I don't think I've ever managed to be a badass, so I'm not missing that much. But I am missing my babies as the big girls get bigger every day - especially the oldest who rolls her eyes at me so hard I can hear it. I got all misty when she climbed into bed with me last night at the hotel, pooh bear in hand, just like when she was teeny.

And now I'm going to go cry again.

Susan Fobes said...

The littlest things can trigger this, although I'm sure the teenager angst has a lot to do with it too. BTW, try the Special K chocolate pretzel bars-yum! LOL!

FishHawk said...

"Diary of a Mad Bathroom" has been included in this weeks A Sunday Drive. I hope this helps to attract even more new visitors here.

http://asthecrackerheadcrumbles.blogspot.com/2011/05/sunday-drive_15.html

Mommy Lisa said...

:0 Its all good.

If it helps about the teen sassy?? My five year old said to me last night, "I need a fork, HELLOOOOOO???" all full of the sass.

MiMi said...

Omagosh. This is me. I know this is going to happen to me. And I AM crazy...so...gah!

Linda Medrano said...

My grandson is 18 now. We've been around for all the ups and downs. But it's really funny. Him growing up did not make me feel as old as when my own kids grew up on me! My son is now 43 years old, which is amazing since I'm only 42.

Kate said...

I already get misty-eyed, and the kid is only four. I think it's something to do with childbirth, and the reaction can be delayed any number of years. Because physical pain beyond all imagination apparently is not quite enough.

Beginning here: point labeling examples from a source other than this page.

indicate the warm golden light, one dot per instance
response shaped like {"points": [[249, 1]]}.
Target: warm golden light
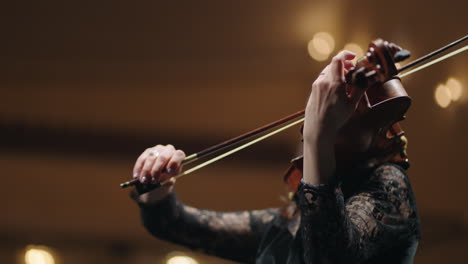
{"points": [[181, 260], [455, 88], [442, 96], [356, 49], [38, 255], [321, 46]]}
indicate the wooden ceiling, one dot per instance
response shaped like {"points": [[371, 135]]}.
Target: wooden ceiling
{"points": [[87, 85]]}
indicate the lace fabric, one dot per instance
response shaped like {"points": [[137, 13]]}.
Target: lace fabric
{"points": [[358, 221]]}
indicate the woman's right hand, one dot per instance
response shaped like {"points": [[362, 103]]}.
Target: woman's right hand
{"points": [[157, 164]]}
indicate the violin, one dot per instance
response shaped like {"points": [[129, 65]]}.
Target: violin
{"points": [[383, 105]]}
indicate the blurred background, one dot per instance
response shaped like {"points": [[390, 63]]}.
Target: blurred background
{"points": [[86, 86]]}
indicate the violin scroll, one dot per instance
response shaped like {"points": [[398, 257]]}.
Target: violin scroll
{"points": [[377, 66]]}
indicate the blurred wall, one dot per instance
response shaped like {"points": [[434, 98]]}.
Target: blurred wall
{"points": [[87, 85]]}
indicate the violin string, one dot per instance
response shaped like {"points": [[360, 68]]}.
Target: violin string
{"points": [[446, 56]]}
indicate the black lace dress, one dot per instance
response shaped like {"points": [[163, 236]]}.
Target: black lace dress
{"points": [[369, 217]]}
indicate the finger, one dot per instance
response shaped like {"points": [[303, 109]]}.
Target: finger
{"points": [[161, 162], [355, 94], [348, 64], [336, 65], [141, 161], [174, 165], [149, 159]]}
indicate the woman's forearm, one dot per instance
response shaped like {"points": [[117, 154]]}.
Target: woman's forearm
{"points": [[319, 157]]}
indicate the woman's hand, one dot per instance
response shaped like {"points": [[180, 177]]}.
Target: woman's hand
{"points": [[156, 165], [330, 105]]}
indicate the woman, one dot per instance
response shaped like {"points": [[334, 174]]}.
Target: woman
{"points": [[348, 210]]}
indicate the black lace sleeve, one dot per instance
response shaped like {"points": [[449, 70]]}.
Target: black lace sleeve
{"points": [[379, 217], [230, 235]]}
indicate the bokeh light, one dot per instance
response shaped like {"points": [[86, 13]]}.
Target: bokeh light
{"points": [[38, 255], [181, 260], [442, 96], [455, 88], [178, 257], [321, 46]]}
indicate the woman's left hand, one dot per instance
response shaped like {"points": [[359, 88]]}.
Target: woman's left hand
{"points": [[330, 106]]}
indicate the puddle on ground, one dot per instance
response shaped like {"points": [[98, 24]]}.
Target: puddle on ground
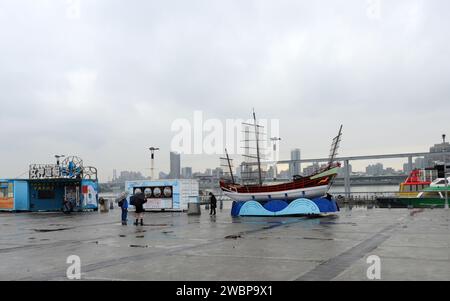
{"points": [[51, 230], [233, 236], [336, 223], [318, 238], [138, 246]]}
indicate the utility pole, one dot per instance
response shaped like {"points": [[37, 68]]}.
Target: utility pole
{"points": [[445, 173], [152, 162]]}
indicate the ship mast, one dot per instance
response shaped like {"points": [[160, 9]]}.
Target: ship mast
{"points": [[335, 147], [257, 148], [229, 165]]}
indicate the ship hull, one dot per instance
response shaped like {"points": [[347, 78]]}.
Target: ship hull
{"points": [[311, 192]]}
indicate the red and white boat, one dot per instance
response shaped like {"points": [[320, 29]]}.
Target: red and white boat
{"points": [[315, 185], [301, 187]]}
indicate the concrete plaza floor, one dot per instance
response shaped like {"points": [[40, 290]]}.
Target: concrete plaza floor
{"points": [[411, 244]]}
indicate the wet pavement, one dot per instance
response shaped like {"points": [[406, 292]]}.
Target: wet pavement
{"points": [[411, 245]]}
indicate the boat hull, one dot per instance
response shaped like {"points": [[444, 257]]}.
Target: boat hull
{"points": [[298, 207], [309, 193]]}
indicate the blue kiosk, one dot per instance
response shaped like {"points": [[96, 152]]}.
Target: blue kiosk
{"points": [[52, 187]]}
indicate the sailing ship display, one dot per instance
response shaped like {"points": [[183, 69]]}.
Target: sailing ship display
{"points": [[254, 188]]}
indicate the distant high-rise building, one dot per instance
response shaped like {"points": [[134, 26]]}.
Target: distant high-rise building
{"points": [[375, 169], [420, 163], [435, 156], [295, 167], [175, 165], [186, 172]]}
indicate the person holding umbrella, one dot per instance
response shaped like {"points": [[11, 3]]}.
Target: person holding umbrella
{"points": [[138, 200], [123, 204], [213, 203]]}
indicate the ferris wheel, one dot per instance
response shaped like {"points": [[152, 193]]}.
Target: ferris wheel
{"points": [[72, 166]]}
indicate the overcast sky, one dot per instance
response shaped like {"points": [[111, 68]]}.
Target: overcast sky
{"points": [[105, 79]]}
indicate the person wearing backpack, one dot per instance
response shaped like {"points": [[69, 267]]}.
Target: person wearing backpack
{"points": [[123, 204]]}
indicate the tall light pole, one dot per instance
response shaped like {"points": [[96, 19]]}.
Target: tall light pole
{"points": [[274, 141], [152, 165], [445, 173]]}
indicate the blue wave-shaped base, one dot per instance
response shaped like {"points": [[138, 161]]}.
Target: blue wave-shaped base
{"points": [[282, 208]]}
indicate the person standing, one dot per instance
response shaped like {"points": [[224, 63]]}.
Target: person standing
{"points": [[213, 204], [123, 204], [138, 203]]}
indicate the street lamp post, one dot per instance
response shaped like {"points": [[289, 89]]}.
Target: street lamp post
{"points": [[152, 166], [445, 173]]}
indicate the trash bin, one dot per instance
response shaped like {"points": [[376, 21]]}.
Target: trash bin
{"points": [[194, 206], [104, 205]]}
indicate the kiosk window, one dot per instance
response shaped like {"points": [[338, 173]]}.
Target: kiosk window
{"points": [[46, 194]]}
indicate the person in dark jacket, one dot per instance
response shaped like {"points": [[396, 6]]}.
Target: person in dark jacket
{"points": [[123, 204], [213, 204], [139, 206]]}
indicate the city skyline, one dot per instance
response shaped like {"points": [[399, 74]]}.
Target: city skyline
{"points": [[311, 67], [374, 168]]}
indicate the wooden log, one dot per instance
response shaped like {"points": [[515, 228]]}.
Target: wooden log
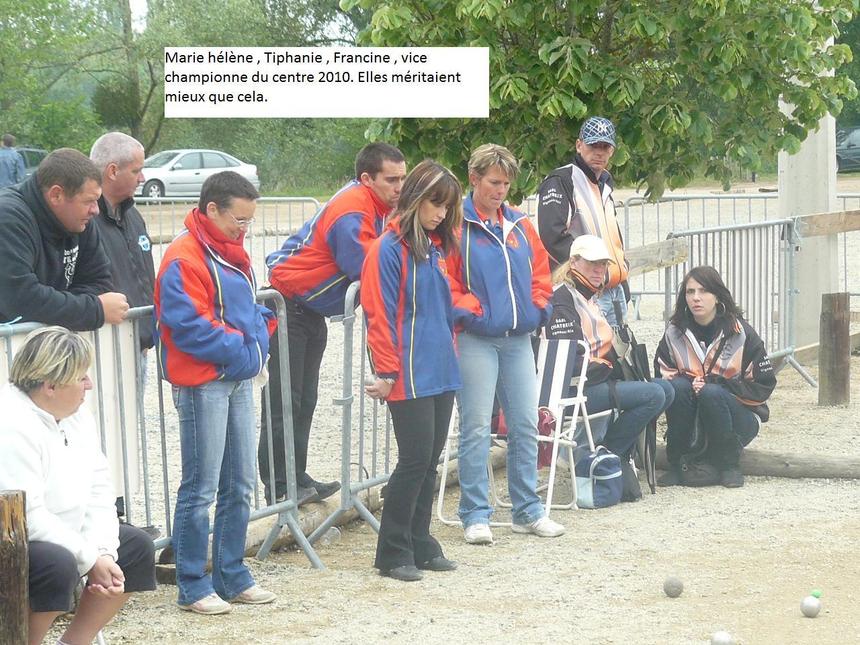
{"points": [[809, 353], [834, 368], [14, 565], [657, 255], [827, 223], [767, 463]]}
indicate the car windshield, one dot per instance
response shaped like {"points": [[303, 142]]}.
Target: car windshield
{"points": [[159, 159]]}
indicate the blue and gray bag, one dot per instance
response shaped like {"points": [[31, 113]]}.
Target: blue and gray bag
{"points": [[598, 479]]}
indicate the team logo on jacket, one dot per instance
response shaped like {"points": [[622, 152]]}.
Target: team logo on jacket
{"points": [[70, 261]]}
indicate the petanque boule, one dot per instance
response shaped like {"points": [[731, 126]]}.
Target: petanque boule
{"points": [[721, 638], [810, 606], [673, 586]]}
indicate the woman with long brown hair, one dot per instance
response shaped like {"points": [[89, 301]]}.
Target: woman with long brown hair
{"points": [[722, 377]]}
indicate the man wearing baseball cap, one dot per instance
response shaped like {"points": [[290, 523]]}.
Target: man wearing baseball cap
{"points": [[575, 200]]}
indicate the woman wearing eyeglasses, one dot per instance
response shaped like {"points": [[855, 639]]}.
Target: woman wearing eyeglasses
{"points": [[213, 339]]}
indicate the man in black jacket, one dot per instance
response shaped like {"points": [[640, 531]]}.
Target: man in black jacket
{"points": [[122, 230], [53, 269], [125, 239], [575, 200]]}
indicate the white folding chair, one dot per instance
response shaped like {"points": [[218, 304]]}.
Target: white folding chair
{"points": [[556, 364], [555, 374]]}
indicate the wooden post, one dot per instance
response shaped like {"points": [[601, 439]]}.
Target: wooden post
{"points": [[834, 361], [14, 594]]}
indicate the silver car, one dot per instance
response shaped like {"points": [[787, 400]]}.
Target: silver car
{"points": [[182, 172]]}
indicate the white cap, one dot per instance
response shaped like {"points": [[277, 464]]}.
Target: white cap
{"points": [[591, 248]]}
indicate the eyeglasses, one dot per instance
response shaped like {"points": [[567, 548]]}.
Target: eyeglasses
{"points": [[241, 223]]}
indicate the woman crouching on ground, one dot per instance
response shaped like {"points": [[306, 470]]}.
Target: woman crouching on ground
{"points": [[407, 302], [718, 366]]}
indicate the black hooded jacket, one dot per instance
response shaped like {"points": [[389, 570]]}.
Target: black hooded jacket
{"points": [[129, 249], [47, 274]]}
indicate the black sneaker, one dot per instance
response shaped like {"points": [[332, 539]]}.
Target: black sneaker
{"points": [[631, 490], [672, 477], [699, 474], [732, 478]]}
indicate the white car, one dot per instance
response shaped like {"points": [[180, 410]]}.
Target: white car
{"points": [[182, 172]]}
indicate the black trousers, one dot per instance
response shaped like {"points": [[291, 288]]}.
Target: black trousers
{"points": [[54, 573], [420, 428], [728, 425], [307, 335]]}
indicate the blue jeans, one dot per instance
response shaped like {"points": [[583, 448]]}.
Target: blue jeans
{"points": [[639, 402], [606, 306], [484, 361], [216, 432], [727, 423]]}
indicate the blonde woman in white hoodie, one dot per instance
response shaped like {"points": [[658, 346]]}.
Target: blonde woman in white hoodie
{"points": [[49, 447]]}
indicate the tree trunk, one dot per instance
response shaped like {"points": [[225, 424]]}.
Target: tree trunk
{"points": [[14, 602], [792, 465]]}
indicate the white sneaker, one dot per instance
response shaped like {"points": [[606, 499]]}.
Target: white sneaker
{"points": [[479, 534], [209, 605], [542, 527]]}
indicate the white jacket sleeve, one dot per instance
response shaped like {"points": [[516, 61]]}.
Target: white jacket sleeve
{"points": [[100, 525], [24, 458]]}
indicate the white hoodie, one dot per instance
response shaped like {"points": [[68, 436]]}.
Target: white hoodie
{"points": [[70, 500]]}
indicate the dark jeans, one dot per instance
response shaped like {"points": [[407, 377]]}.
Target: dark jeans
{"points": [[307, 335], [54, 574], [420, 427], [639, 402], [727, 424]]}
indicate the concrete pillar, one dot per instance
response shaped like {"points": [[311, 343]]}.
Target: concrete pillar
{"points": [[807, 184]]}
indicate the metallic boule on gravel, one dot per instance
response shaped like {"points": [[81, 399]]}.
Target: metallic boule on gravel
{"points": [[673, 586], [810, 606], [722, 638]]}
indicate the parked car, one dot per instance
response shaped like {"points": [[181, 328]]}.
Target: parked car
{"points": [[848, 149], [173, 173], [32, 158]]}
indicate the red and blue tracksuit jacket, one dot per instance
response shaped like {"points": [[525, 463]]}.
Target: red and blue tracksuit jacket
{"points": [[500, 288], [316, 265], [208, 323], [410, 324]]}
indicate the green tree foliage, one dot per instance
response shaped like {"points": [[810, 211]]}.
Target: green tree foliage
{"points": [[693, 87], [850, 36], [37, 103]]}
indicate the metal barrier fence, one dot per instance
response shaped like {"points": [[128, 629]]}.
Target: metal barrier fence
{"points": [[756, 261], [371, 450], [643, 223], [140, 435]]}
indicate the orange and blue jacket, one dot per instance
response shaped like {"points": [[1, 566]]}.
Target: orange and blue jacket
{"points": [[316, 265], [500, 285], [209, 326], [410, 323]]}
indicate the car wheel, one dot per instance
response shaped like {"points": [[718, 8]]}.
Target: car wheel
{"points": [[153, 189]]}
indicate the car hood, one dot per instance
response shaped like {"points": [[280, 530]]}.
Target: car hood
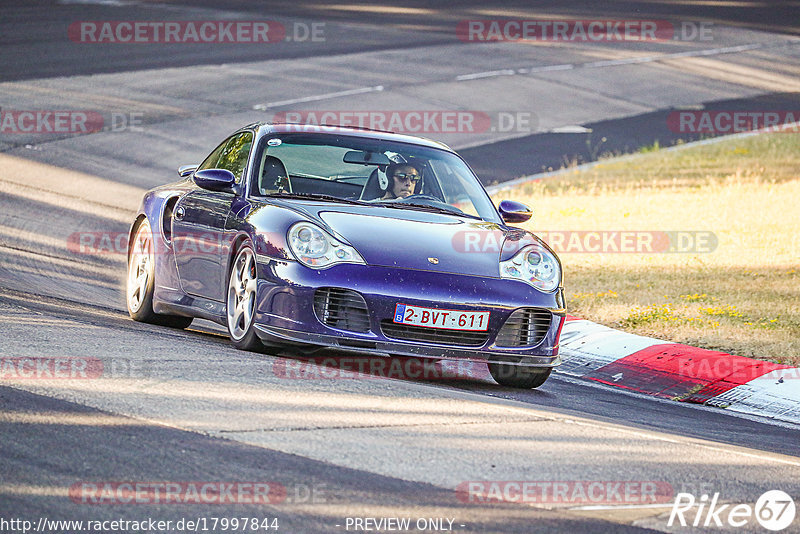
{"points": [[420, 240]]}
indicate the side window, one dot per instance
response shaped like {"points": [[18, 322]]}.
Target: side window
{"points": [[231, 155]]}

Hang in there. Oh, and lest I forget to mention: FLAVORED SELTZER HAS FEELINGS, TOO.

Amy said...

I will SO be doing this exact same thing in 12 years. Having small children is so damn hard. You nailed the exhaustion and maddening feelings perfectly. Yet, I KNOW when my babies are older, I'll long for this time. Why can't we just be happy in the moment?!

BTW, I'm 33, fall asleep during EVERY movie my husband and I try to watch, and am in my PJs everyday by 5:30. Pretty kick ass, eh? It's a damn miracle I'm not at the Sizzler for the early bird special every day!

The Empress said...

How in the world did I miss this?

I could live in this post...

The Empress said...

Also?

known as SuperMarket phenomenon.

AKA the music they play.

Knocks you to your knees back in time.

I now go with my iPod. To ward off the evil memory demons.

400 Wakeups said...

A) You will always be a badass to me.
2) Even superheros need comfortable shoes.
LMNOP) You're not pregnant, right? Just checking. You never can be too sure y'know.
*) I would have seriously thought you made "stop and shop" up if I hadn't just spent a week in NY and been to one. Twice.